By Marlena Norwood
Some people are against eating fish altogether (scientists have argued tirelessly about whether fish can or cannot feel pain – I strongly suggest doing some research on that topic). But even if you’re not, the fact that over two-thirds of the fish that we eat are being overfished should alarm you.
Not only does unsustainable fishing threaten our seafood resources in the future, it completely alters underwater ecosystems. Normally, habitats have bottom-up control, where the lowest species on the food chain control the food chain for higher up species. Aquatic ecosystems work in the opposite direction – top-down, causing trophic cascading when we overfish the species at the top of the food chain. Scientific American explains the problems with overfishing in a top-down ecosystem:
“If control is top-down, however, our impact will cascade in complicated ways, causing floors below to become alternately crowded and empty, potentially compromising the food supplies of some species we fish, and broadly rearranging ecosystems.”
Different kinds of fishing also have serious impacts in underwater ecosystems. We gawk at landscapes that have been devastated by deforestation. Well, trawling has a similar affect on underwater landscapes. Bottom trawling involves large nets being dragged along the sea floor, destroying much of what lies in its path. Just as we destroy the habitats of those on land, through destructive fishing methods we are destroying aquatic habitats that are so vital to our planet.
Bycatch is another awful side effect of certain fishing methods. Bycatch is the unintentional killing or injuring of other sea creatures while fishing. Trawling and long lining fishing methods produce a jaw-dropping amount of bycatch. According to Jonathan Safran Foer, long line fishing alone kills “3.3 million sharks, 1 million marlins, 60,000 sea turtles, 75,000 albatross, and 20,000 dolphins and whales” annually. When we consume seafood that was harvested in this unsustainable manner, we are really consuming the lives of countless other sea creatures.
Fortunately, we as consumers hold the future of sustainable seafood in our hands. We demand fish; therefore we can demand what kind of fish is caught and the methods used. The Monterey Bay Aquarium, partnering with many other organizations on the West Coast, has developed a Seafood Watch handbook that makes it easy for consumers to make sustainable seafood choices.

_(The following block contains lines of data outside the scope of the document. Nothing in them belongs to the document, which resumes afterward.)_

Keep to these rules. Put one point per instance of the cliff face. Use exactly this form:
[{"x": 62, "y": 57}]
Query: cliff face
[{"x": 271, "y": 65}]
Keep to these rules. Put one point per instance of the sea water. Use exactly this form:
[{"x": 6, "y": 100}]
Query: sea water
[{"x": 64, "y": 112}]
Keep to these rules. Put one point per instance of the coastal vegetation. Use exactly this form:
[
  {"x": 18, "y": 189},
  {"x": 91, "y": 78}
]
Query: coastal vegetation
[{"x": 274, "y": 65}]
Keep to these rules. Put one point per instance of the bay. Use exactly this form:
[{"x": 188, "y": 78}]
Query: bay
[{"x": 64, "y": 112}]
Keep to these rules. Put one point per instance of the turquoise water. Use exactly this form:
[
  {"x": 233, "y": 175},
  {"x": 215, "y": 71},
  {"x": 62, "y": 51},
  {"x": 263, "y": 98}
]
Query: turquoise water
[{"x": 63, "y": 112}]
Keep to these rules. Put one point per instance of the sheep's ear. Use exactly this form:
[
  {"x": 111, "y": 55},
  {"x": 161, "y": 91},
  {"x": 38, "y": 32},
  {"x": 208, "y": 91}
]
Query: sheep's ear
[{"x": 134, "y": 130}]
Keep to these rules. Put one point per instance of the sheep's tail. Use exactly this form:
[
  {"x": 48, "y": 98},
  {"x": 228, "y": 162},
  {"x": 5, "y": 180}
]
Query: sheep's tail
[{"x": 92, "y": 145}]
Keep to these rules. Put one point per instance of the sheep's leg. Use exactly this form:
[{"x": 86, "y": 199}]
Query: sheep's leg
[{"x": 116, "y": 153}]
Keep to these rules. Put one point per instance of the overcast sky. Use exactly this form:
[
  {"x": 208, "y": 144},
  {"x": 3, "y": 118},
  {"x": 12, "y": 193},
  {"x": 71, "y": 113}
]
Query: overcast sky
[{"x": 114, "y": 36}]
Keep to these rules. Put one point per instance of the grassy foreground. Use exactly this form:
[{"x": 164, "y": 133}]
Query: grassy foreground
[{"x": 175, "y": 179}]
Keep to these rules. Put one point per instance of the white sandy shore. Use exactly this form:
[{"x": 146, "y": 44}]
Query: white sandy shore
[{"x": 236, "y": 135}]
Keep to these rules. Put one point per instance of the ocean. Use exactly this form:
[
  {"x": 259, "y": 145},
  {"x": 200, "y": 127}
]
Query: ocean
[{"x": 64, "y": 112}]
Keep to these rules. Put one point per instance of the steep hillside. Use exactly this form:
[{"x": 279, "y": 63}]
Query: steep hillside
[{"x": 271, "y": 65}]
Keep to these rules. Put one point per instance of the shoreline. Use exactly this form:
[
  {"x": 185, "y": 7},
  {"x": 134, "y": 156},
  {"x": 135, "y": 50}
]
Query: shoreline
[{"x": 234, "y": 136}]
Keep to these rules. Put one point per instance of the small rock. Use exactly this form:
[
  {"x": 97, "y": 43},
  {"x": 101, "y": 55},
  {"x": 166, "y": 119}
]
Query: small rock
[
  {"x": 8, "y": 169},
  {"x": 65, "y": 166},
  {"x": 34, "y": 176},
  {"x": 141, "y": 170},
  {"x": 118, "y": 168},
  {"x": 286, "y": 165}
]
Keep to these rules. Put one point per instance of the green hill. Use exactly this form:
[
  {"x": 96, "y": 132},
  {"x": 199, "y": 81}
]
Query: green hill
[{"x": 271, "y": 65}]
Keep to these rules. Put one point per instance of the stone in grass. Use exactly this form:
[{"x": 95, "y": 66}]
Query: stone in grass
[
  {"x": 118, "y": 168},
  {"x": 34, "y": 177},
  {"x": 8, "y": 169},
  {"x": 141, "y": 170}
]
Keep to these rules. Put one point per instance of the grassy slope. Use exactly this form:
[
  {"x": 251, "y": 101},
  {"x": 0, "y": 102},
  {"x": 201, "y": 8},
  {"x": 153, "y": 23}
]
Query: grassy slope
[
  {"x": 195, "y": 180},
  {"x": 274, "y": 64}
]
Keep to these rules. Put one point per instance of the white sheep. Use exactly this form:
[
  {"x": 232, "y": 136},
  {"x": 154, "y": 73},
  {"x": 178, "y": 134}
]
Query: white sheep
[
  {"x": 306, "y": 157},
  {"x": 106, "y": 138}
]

How and where fish are raised, coupled with the numerous different species, makes identifying sustainable fish incredibly complicated. The handbook simplifies this process for us, highlighting “best choices,” “good alternatives,” and seafood to “avoid.” By avoiding unsustainably raised and caught fish, and choosing to support sustainable fishing methods, we can alter the trajectory of the world’s aquatic life.
Here’s what you can do:
- Go to the Monterey Bay Aquarium website to get your Seafood Watch recommendations for your region.
- Download the Seafood Watch App for your smartphone (available for iPhone and Android)
- Make sure to ask your restaurant server exactly the type of fish they serve, so that you can identify it on the Seafood Watch handbook.
- And then let them know if they’re serving unsustainable seafood!
- Share the app with your friends and family to spread awareness around sustainable seafood.